Once on a private internet community a few years back we
discussed the origins of the townships in Lusaka, something I had forgotten
about until a friend asked me to write about it to commemorate the capital city’s
centenary this year.
Obviously, a number of other writers have written about some
of the names of some of the townships and residential areas such as John Laing,
John Howard, Kuku and others having been farms belonging to those people and
Kuku having been a cooks’ quarters. I will not talk about these names.
My interest is in the names of residential areas such as
Libala, Lilayi, Chilenje, Chainama and even Kabulonga that I will talk about. A
Soli friend of mine, now late, who hailed from Nyangwena in the Manyika area of
Chongwe explained these names to me over 20 years ago.
As people may know by now, Lusaaka was a Soli village
somewhere near where the National Assembly stands in the capital city. But
again, the name could have been derived from Lusakasa, the name given to one
primary school in the city. We will leave the origins of the name Lusaka here.
Starting with Libala, the Soli phrase, according to my
friend, is libala lya kame,
translated as my field. It may appear as if the Soli villagers had their maize
fields in the Libala area. It is not known how the name came to be used for the
township that was built there but one would imagine that when the fields were
being cleared, the people were crying libala
lya kame, libala lya kame (my field, my field)!
Libala Township stretches from near UTH on the western fringe
up to the eastern end of Arakan Barracks. The southern fringe keeps on
expanding beyond what was the Njanji Commuter railway line.
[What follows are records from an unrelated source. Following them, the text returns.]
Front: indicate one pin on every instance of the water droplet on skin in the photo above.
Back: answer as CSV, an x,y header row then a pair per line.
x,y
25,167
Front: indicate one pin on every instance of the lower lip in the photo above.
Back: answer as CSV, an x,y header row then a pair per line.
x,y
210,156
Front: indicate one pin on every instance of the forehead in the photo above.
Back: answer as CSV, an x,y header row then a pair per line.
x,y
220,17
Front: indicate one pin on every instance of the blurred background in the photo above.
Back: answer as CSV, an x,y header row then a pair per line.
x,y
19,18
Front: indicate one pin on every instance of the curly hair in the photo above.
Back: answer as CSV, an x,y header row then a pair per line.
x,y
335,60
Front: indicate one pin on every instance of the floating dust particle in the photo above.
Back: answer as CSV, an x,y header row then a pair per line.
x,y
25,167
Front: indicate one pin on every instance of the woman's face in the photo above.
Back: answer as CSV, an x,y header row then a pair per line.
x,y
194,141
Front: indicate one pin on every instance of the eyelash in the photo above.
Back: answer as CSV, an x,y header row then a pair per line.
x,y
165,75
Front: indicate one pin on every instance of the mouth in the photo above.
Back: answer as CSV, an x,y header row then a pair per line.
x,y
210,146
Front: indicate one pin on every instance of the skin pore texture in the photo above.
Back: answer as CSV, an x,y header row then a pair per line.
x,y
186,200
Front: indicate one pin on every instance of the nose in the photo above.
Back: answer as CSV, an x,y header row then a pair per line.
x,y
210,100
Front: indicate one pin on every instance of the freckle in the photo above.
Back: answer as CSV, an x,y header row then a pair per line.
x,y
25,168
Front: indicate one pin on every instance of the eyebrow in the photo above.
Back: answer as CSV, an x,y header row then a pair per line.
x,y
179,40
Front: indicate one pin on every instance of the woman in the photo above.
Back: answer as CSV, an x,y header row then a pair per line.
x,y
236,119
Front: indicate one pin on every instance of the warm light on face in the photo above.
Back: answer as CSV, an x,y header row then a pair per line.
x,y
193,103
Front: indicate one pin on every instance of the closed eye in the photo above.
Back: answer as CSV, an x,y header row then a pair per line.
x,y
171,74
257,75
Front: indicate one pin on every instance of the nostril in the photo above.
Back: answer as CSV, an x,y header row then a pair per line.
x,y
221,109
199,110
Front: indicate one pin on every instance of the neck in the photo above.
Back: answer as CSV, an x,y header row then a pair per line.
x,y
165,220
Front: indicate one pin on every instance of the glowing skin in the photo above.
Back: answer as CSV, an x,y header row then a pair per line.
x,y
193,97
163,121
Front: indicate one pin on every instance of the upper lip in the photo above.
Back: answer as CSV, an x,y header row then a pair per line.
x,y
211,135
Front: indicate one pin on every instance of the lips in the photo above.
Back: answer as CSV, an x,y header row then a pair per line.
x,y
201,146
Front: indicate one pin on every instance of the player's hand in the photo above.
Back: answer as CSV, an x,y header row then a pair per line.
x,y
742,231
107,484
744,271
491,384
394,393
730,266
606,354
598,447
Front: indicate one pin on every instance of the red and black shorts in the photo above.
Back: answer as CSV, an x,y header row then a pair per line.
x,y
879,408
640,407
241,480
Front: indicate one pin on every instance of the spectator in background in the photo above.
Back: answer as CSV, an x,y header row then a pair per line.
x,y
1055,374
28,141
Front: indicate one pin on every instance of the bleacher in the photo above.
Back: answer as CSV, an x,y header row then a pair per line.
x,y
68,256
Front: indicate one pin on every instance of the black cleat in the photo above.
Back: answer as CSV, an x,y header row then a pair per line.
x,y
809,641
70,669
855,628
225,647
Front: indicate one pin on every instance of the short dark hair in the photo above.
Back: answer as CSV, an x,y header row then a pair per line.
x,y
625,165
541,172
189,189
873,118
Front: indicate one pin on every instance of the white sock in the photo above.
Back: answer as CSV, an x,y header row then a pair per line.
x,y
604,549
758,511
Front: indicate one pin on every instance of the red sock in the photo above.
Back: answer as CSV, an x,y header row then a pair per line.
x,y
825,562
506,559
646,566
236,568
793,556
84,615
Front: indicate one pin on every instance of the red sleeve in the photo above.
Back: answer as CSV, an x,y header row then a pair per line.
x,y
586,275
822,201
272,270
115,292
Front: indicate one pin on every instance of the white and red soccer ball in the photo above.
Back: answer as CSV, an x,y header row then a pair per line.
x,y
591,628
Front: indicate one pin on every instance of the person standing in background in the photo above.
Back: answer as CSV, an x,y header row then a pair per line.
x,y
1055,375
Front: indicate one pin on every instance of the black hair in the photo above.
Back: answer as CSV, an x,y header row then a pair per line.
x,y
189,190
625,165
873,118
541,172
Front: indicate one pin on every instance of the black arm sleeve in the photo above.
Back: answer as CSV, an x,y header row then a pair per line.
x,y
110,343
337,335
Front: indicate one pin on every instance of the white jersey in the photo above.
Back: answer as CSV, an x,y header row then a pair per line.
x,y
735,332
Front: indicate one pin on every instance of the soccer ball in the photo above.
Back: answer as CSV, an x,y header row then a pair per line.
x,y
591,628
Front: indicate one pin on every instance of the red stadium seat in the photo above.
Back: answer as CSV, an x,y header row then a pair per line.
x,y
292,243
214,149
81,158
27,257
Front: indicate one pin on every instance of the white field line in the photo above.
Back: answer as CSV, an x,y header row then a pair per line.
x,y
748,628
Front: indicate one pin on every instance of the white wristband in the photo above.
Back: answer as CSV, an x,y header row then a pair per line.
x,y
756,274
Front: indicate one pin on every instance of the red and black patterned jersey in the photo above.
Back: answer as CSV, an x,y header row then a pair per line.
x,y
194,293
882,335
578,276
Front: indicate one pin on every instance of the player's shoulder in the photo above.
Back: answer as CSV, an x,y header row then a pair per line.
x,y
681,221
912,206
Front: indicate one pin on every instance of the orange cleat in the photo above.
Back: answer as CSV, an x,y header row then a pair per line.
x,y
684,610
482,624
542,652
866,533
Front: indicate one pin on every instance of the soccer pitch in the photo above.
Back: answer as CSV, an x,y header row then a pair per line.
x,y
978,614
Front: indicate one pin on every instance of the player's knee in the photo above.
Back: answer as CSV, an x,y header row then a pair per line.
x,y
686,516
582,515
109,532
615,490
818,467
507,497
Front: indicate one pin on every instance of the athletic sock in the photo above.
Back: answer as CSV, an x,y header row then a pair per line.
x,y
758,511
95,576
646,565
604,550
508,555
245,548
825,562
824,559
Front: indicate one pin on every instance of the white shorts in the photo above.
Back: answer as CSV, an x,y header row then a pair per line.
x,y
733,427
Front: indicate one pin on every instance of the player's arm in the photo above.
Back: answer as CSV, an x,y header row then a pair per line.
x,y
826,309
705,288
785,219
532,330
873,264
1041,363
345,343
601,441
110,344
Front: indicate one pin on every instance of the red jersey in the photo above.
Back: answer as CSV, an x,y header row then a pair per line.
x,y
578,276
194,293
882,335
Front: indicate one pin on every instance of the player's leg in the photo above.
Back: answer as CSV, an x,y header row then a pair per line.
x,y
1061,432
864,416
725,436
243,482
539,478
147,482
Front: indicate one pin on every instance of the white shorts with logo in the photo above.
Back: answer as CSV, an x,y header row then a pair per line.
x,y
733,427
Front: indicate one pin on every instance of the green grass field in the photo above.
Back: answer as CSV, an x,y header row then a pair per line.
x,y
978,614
For Lilayi, very well known for its police training college
several kilometres south of the capital, it probably originated from the Soli
expression lilayi lisuba, the sun is
setting or what in most Zambian languages is one way of saying, euphemistically,
it’s getting late.
It is not clear how and why the people who built Lilayi
Training School adopted the name Lilayi but one would imagine that the local
Soli workers, at the end of the day, would say lilayi lisuba, pick up their tools and go back to their homes in the
surrounding villages.
Chilenje, as you might expect, was probably a village or settlement
in which Lenje was mostly spoken in an area of mostly Soli speakers. Lenje
language was probably more prominently spoken in the northern fringes of Lusaka
but having it spoken in what is now Chilenje was a bit unusual thereby
referring to the area by the language spoken there.
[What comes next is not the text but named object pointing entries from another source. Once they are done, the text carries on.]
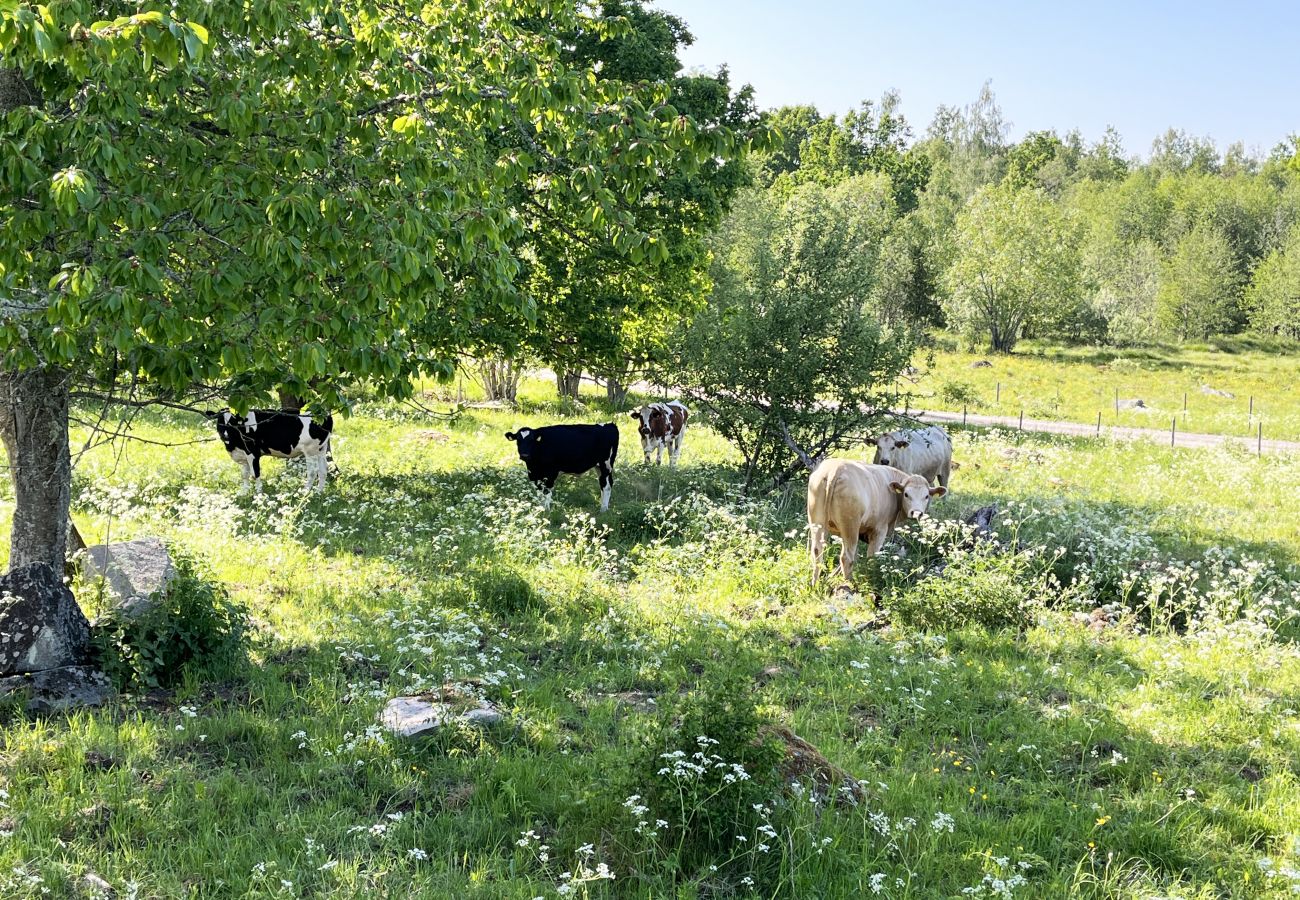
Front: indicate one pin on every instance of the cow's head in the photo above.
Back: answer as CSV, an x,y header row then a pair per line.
x,y
914,494
230,429
525,441
885,446
653,424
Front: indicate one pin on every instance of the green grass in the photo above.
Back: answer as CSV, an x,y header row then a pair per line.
x,y
1130,762
1074,384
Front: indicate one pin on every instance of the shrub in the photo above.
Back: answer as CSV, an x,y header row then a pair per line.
x,y
984,587
958,393
194,627
711,787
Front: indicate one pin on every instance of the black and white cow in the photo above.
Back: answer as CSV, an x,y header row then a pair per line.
x,y
662,425
276,433
573,449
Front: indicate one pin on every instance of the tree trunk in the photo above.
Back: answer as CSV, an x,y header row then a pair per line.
x,y
567,384
501,379
616,393
34,428
290,402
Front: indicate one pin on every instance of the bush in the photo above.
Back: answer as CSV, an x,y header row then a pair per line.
x,y
984,587
958,393
713,787
194,627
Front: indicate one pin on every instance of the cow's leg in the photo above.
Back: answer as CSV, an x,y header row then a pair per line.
x,y
848,555
546,484
606,472
817,549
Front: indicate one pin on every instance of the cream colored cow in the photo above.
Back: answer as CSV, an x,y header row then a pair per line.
x,y
861,501
924,451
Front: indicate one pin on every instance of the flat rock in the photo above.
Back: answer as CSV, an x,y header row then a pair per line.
x,y
421,717
56,689
40,623
804,762
131,570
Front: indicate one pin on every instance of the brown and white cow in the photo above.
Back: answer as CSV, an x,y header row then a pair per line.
x,y
861,501
662,425
924,451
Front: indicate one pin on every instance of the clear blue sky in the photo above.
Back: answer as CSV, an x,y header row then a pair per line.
x,y
1230,72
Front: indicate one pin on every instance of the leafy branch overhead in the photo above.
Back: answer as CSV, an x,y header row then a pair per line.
x,y
300,195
The name Chainama has always been associated with the mental
hospital of that name to the east of Lusaka’s central business district. It has
also assumed connotations of madness or confusion. One would often hear terms
such as “you are chainamic!” to mean
you are confused.
In Soli, chena simply
means well like from a greeting muli
anchoni? with ndi chena ma or ta as the case maybe, ma for woman or mother and ta for man or father. Like most names
that have been distorted in the process, Chena
ma came out as Chainama. One would think that there must have been a revered
woman in the area whom everybody responded to as ndi chena ma—I’m well mother—upon her greeting. Simply put,
Chainama is a response to a greeting in the Soli language.
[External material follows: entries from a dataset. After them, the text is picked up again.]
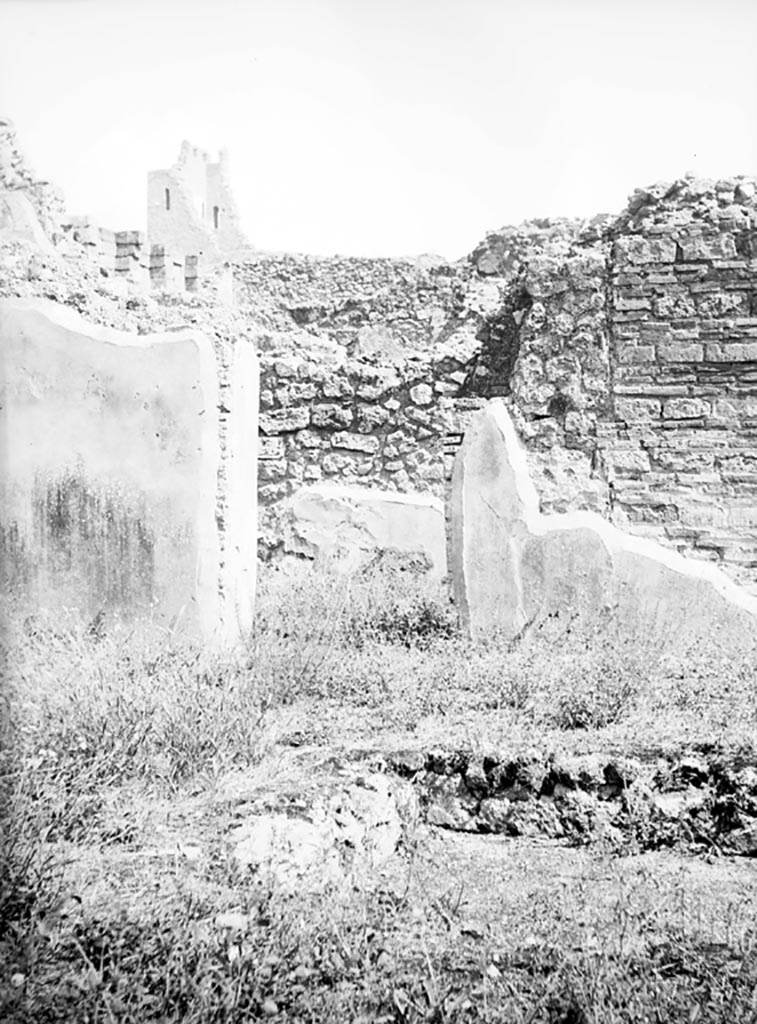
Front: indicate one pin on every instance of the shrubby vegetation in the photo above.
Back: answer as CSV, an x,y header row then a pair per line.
x,y
103,730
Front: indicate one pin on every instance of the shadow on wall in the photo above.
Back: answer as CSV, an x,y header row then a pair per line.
x,y
85,542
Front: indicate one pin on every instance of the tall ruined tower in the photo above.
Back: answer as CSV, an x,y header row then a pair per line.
x,y
192,210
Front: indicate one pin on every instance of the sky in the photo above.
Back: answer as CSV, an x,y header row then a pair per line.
x,y
382,127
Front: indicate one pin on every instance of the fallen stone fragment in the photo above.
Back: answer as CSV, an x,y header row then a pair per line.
x,y
512,566
352,827
350,525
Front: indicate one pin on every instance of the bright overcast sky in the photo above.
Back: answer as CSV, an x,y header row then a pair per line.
x,y
382,127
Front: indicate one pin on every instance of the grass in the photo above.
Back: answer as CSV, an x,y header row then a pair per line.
x,y
118,748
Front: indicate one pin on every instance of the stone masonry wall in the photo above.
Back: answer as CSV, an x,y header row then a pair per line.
x,y
363,364
626,348
635,383
681,450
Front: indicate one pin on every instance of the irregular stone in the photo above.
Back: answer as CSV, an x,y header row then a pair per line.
x,y
351,827
512,565
354,442
281,421
421,394
349,525
378,341
449,802
330,416
19,222
111,500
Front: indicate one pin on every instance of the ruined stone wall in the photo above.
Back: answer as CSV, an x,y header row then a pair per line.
x,y
192,209
681,449
363,367
635,379
15,174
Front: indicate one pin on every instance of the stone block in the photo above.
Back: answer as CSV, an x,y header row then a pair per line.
x,y
283,421
512,566
270,448
734,351
130,239
421,394
680,352
350,525
708,247
327,415
19,222
637,410
111,480
685,409
355,442
637,249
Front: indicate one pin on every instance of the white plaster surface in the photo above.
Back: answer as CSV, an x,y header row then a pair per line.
x,y
510,564
109,471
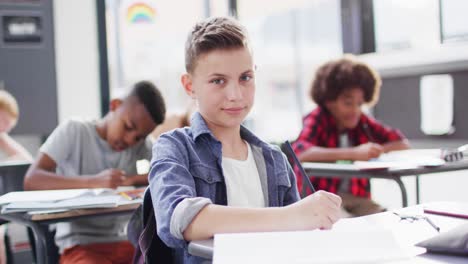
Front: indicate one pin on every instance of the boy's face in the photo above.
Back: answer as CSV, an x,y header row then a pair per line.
x,y
7,122
346,109
224,86
128,124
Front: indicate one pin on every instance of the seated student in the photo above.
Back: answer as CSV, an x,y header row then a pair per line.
x,y
173,121
9,148
99,154
338,130
216,176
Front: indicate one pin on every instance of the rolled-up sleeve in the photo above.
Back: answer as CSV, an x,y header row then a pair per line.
x,y
173,190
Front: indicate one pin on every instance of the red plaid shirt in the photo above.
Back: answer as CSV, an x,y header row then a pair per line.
x,y
320,130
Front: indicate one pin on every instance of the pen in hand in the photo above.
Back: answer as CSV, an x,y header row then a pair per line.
x,y
431,223
291,154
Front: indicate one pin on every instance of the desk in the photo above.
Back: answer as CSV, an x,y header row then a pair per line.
x,y
12,175
204,248
328,170
39,223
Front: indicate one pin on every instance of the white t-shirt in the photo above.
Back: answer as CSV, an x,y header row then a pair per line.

Have you ever wondered how the name Kabulonga, even
mispronounced with a strong b as in brewery, came about? Legend has it that there
lived in that area, a woman who was married to one Buloongo and she was
referred to as MukaBuloongo or
Buloongo’s wife.
As expected, the English colonial masters must have had
difficulties pronouncing the name MukaBuloongo and shortened it to Kabulonga
and the name has stuck to this day.
And still talking about names, Lusaka’s residential areas
that have English names also have local names which are rarely used if
acknowledged. Chelston, Rhodes Park,
Northmead, Olympia Park, Villa Elizabetha all have local names.
Chelston is Chakunkula, the name which a school in the area
is named after. The local name for Rhodes Park, named after imperialist entrepreneur
John Cecil Rhodes, is Maluba.
Northmead is Mutambe while Villa Elizabetha is Namununga.
Olympia Park is supposed to be Chiwalamabwe which is the equivalent of
mposamabwe or stone throwers which is a reference to Zambia’s freedom fighters.
It is probably symbolic that even the National Assembly building was built on
Manda Hill in Chiwalamabwe otherwise known as Olympia Park.